SETE POEMAS
(sete poemas do livro “Não esquecer” de Clara Baccarin
Ed. Patuá, 2022. Contemplado com o ProacLab 2021)
***
ser a própria voz
final de flor
pétala caída
com sinal
de semente
nascente
navegando
nas águas
turvas do rio
pedra bruta
nas rugas
da pele
rouquidão
entre parênteses
insistentes
linhas
que tocam
as mãos
***
andam
recolhidas
minhas asas
e
nunca estiveram
tão prontas
para voar
***
caminho
noite de meia lua
na estrada sem luz
folha seca de embaúba
ou gambazinho morto?
barulho de vento na mata
ou bicho grande que espreita?
discos voadores dançando no céu
ou experimentos espaciais de elon musk?
distante um disparo de tiro
ou escapamento velho de moto invisível?
espíritos que acompanham a subida da serra
ou presságio de dia que nascerá limpo?
***
uma criança chora na casa
e acorda as outras
que com tantos anos
aprenderam a guardar os choros
chora alto
em frente aos desesperos
das que pararam de chorar
e quer consolo
das crianças de corações
quebrados
e as crianças de corações quebrados
tremem dos pés à cabeça
ao barulho de sirenes nas ruas
de miados de gatos
de alarmes de despertadores
e de choros de outras crianças que choram
e que cortam tudo o que cochila
nas crianças que não choram
as crianças de corações quebrados
então
fecham as portas
falam muito
acendem uma tela ou um cigarro
imploram que silenciem
encontram bicos para as bocas
abafando os sons de dentro
e doem mesmo assim
até que aprendem um pouco, que seja
a destravar os braços
e pegar no colo
as crianças que choram
e seus próprios vestígios
***
eu não passaria
de novo
o fim do mundo
com você
mas talvez
uma tarde de chuva
uma série apocalíptica
um doc sobre vida
extragaláctica
talvez uma lembrança
compartilhada
talvez um café velho
naquela rua gasta
e nossos corpos
enjoados
eu já não passaria
o fim do mundo
a reinvenção da vida
com você
mas te encontro
sempre sempre
num canto dos olhos
num breve respiro
no último segundo
***
querer tudo de um livro:
a começar (e terminar)
pelo cheiro
sentir como se encaixa
nas mãos
tocar as texturas
das folhas, palavras
demorar nas primeiras páginas
orelhas, lombada
espiar o que há debaixo delas
roçar o verso
com olhos e dedos
notar como inicia o percurso
gostar ou não
continuar sedento
ou fechar por ora
passar a língua
no primeiro parágrafo
e ver
o que acontece
depois
***
se você deixa
o dia te come
(por uma boca
pequena
ávida
silenciosa)
se você não pausa
o mergulho
e não pousa
os pés fora
do ciclone
e não seca
um pouco o corpo
nas margens de si,
as águas densas
desse cotidiano rio
te tomam
por todos
os cantos
se você não ousa
olhar estranho
os seus roteiros
talvez você já tenha
perdido
há tempos
as canetas
as agulhas e as linhas
e esteja sendo arrastado
por enxurradas coloridas
de dentro
da baleia azul


Fotografia de Clara Baccarin
Clara Baccarin é poeta e escritora, mora em Monteiro Lobato, interior de São Paulo.

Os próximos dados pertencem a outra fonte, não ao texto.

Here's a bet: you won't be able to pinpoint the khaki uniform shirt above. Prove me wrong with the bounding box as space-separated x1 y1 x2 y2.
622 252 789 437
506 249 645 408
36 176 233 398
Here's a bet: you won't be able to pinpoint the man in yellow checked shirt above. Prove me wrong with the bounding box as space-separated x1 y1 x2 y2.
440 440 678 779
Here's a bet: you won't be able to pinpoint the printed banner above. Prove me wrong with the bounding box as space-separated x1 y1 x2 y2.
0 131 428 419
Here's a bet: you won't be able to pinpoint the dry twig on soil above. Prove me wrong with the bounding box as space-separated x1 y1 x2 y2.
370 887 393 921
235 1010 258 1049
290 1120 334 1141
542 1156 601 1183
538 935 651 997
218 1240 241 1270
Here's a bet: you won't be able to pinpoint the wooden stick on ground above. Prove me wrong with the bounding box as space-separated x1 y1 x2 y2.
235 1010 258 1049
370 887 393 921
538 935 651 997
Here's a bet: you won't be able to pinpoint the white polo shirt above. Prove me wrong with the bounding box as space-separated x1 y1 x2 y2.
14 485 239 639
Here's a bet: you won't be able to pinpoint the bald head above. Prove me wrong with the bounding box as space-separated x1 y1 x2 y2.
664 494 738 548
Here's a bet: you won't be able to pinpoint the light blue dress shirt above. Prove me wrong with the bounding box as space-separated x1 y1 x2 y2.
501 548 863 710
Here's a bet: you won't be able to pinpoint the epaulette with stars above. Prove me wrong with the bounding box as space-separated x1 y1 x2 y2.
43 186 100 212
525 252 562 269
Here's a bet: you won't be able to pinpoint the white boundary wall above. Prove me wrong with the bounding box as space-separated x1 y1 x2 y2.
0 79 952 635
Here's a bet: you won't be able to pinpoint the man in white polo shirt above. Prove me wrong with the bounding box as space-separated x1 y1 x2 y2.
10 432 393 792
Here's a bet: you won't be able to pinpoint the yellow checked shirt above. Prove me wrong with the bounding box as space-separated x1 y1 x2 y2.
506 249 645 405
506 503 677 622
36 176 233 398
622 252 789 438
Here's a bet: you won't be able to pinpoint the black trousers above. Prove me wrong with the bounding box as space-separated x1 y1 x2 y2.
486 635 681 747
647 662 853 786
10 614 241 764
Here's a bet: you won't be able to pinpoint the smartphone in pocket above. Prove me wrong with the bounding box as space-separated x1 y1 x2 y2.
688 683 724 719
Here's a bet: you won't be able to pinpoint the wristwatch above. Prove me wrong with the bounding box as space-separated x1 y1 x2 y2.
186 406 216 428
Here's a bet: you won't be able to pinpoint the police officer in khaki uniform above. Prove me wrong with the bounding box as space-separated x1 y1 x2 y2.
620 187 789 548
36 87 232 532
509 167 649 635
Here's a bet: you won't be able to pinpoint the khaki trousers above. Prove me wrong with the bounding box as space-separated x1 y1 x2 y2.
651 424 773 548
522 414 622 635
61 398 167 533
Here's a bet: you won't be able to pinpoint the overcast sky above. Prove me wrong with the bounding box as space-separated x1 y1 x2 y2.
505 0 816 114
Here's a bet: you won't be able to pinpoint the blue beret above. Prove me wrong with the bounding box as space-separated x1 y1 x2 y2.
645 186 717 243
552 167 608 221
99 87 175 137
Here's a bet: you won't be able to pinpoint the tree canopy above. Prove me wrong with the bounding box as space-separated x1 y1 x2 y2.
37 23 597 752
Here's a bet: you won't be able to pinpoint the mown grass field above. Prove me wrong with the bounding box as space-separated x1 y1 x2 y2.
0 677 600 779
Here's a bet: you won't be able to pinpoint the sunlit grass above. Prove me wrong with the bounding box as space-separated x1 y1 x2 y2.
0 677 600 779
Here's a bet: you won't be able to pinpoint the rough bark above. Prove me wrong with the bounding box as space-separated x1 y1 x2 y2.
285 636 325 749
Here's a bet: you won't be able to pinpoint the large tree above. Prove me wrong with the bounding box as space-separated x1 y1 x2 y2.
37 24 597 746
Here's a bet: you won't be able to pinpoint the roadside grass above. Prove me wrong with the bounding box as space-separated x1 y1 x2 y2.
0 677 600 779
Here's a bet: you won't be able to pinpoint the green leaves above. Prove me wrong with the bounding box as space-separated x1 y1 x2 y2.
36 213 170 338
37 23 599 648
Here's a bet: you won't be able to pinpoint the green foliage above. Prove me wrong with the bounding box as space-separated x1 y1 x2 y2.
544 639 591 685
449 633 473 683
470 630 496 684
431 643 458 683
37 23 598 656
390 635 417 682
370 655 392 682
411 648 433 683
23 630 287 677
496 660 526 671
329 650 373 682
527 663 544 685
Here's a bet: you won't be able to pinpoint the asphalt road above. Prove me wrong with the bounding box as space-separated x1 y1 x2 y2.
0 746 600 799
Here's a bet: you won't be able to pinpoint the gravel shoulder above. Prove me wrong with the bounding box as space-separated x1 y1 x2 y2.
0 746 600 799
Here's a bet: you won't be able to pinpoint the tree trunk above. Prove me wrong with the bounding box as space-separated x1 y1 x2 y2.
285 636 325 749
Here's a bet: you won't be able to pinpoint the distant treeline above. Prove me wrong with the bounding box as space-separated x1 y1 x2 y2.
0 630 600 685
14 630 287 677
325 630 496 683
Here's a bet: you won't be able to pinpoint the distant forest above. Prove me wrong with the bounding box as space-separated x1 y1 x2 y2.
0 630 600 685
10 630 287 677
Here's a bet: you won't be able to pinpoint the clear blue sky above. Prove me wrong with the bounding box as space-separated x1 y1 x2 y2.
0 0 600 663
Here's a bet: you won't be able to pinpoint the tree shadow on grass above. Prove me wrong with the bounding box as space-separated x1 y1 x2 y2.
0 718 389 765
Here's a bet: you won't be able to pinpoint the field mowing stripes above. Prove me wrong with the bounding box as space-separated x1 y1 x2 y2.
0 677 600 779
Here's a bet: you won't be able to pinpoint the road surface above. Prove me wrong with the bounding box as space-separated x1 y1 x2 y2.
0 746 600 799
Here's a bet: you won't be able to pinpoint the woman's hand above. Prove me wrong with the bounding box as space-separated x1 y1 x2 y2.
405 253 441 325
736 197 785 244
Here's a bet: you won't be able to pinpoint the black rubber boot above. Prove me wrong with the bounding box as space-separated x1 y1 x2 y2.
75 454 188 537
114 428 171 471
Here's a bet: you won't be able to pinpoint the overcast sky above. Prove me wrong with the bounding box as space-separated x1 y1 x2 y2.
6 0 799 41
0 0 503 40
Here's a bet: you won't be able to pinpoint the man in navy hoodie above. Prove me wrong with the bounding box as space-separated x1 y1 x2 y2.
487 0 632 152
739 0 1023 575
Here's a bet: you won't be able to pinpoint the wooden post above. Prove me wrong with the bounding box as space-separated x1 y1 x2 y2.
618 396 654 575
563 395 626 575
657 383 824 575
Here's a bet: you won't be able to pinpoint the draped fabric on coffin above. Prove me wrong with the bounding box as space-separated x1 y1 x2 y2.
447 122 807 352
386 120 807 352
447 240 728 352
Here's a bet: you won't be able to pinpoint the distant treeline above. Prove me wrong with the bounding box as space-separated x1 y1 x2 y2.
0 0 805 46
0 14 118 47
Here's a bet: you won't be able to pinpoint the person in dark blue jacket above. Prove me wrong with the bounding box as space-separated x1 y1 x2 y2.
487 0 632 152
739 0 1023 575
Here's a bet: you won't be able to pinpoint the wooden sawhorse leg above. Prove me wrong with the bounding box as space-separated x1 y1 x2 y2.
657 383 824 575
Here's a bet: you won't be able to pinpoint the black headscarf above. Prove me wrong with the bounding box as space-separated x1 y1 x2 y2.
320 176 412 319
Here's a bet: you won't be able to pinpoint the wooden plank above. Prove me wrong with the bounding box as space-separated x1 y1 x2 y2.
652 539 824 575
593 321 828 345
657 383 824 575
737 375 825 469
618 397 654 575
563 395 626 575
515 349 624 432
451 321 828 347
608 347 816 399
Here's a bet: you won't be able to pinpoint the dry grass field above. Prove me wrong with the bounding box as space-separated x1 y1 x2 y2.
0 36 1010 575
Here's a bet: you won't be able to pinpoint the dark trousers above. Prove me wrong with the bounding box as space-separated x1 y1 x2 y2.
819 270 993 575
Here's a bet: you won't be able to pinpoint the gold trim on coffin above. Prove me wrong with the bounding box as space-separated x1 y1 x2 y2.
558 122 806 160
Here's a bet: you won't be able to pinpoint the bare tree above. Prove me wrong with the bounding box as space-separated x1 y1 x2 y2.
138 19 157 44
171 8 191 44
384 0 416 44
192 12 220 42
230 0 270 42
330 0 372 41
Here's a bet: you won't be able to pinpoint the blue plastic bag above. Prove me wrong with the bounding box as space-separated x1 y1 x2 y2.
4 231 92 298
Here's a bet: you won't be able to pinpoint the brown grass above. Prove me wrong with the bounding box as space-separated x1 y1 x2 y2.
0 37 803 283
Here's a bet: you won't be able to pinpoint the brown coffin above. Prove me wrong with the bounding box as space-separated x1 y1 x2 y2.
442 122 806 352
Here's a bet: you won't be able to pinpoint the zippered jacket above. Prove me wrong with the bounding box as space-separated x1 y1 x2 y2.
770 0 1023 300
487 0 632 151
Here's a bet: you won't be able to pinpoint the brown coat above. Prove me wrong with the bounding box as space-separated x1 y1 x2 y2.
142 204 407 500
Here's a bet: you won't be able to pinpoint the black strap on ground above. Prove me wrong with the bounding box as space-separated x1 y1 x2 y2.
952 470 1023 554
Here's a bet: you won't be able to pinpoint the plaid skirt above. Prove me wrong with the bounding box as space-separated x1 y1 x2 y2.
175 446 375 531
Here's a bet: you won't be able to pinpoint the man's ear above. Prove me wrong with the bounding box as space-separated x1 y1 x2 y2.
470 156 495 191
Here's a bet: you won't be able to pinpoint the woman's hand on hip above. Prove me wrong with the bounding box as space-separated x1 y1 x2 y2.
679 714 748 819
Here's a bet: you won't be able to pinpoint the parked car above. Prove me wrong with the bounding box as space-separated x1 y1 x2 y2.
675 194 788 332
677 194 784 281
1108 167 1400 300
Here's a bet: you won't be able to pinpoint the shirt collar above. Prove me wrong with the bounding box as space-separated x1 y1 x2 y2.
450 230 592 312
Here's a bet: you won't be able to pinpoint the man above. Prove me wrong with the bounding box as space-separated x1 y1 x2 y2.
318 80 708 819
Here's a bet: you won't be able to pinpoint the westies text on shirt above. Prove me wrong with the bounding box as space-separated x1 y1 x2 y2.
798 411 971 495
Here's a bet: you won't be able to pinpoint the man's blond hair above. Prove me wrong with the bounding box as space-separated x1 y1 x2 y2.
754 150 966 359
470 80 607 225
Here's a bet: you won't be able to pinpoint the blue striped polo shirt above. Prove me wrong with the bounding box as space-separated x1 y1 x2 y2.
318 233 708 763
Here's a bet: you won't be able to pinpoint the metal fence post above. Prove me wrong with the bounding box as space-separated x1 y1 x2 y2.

Graduada em Letras e mestre em Estudos Literários pela Unesp, publicou os livros de poesia Instruções para lavar a alma (Sempiterno, 2016. Vencedor do Prêmio Guarulhos de Literatura em 2017) e Vísceras (Patuá, 2019. Contemplado com o Proac 2018). Não esquecer é seu terceiro livro de poesia contemplado pelo edital Proac Expresso LAB 2021.